Es tan difícil saber esperar, que los mayores poetas no han desdeñado abordar en sus poemas este hecho. Así, Shakespeare, en
Otelo; Sófocles, en Ayax
: su suicidio no le hubiese parecido tan necesario a Ayax, si hubiera dejado que su emoción se enfriara durante un sólo día, como le señalara el oráculo; seguramente se hubiera burlado de las terribles insinuaciones de su vanidad herida y se hubiese dicho: «¿Quién no habría tomado, en mi situación, a un carnero por un héroe? ¿Qué tiene, entonces, esto de monstruoso? Por el contrario, sólo es un hecho humano corriente».* Ayax podía, así, haberse consolado. Pero la pasión no sabe esperar; lo que hay de trágico en la vida de los hombres no radica por lo general en su conflicto con la época y con las bajezas de sus contemporáneos, sino en su falta de capacidad para aplazar su acción un año o dos; no saben esperar.
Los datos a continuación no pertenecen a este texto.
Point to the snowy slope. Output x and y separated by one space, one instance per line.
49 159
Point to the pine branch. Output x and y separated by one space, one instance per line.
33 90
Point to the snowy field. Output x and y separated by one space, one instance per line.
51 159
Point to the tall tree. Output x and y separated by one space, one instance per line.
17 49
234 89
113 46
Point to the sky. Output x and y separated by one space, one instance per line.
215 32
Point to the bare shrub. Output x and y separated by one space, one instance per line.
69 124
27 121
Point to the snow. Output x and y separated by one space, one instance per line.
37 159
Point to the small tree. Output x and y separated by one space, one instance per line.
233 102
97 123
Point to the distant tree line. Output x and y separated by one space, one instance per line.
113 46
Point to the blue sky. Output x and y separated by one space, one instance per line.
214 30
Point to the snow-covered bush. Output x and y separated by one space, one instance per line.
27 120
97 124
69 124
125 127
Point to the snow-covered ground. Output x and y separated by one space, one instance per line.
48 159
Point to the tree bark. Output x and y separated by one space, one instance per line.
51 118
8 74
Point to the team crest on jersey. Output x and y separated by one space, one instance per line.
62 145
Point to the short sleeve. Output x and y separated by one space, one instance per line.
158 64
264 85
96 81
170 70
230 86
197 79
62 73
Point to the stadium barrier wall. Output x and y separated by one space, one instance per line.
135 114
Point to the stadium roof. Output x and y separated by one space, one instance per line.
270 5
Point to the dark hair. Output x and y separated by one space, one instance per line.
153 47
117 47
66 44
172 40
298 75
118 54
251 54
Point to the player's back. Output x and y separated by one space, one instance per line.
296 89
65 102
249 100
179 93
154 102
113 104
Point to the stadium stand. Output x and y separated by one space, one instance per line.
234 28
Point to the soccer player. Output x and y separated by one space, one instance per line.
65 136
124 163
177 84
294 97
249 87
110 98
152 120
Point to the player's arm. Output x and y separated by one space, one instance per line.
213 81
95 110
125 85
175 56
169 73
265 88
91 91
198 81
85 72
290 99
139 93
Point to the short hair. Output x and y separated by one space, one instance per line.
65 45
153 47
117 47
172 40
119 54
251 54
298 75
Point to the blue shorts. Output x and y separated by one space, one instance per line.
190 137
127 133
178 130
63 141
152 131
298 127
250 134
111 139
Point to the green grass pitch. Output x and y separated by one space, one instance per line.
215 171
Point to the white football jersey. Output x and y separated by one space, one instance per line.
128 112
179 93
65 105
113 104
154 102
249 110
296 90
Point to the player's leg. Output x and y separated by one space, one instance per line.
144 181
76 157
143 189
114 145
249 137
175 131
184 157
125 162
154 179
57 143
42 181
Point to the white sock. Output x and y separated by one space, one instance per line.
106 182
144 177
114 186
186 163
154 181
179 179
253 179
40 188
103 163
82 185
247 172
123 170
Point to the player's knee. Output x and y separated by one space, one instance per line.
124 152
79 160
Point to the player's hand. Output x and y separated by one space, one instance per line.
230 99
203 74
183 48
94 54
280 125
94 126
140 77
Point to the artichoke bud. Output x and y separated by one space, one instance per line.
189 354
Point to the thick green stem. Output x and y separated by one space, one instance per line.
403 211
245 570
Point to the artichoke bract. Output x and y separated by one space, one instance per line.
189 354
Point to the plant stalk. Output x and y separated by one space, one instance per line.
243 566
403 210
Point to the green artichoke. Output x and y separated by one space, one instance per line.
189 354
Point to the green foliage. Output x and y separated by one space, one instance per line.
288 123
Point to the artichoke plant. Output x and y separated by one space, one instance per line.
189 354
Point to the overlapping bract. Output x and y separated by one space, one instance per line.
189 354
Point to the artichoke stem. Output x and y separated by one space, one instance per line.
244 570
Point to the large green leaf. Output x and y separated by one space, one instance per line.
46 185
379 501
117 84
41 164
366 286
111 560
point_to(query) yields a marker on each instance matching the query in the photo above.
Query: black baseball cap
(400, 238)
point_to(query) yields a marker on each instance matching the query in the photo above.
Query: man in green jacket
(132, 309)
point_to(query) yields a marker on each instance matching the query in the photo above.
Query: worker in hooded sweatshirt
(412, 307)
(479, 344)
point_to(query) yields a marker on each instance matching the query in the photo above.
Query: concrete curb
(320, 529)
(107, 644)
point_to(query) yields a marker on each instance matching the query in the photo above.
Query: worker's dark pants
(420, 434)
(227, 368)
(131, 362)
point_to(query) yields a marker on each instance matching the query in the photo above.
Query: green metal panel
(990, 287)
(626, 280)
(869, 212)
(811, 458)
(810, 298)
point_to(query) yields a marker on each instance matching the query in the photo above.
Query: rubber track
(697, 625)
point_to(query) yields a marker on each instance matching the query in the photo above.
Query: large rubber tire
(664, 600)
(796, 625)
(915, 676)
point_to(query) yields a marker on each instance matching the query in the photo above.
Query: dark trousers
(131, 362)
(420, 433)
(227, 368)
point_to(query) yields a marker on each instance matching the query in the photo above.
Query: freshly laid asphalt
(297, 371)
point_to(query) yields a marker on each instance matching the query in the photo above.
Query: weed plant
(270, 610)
En todo duelo, los amigos que aconsejan sólo han de asegurarse de una cosa: si los contendientes pueden esperar; si no ocurre así, el duelo es razonable, porque cada uno de ellos se dice: «O sigo yo en vida y entonces es preciso que ése muera inmediatamente, o al revés». En un caso así, esperar sería seguir sufriendo el terrible martirio del honor herido delante del hombre que ha provocado la situación; y esto puede suponer un dolor realmente mayor que el valor de la vida.
*Según la tragedia de Sófocles sobre Ayax, el héroe homérico, enloquecido por una injusticia cometida contra él por los aqueos, dio muerte al ganado de éstos creyendo acabar con sus enemigos; al recobrar la razón, se consideró deshonrado y se suicidó. (N. de T.)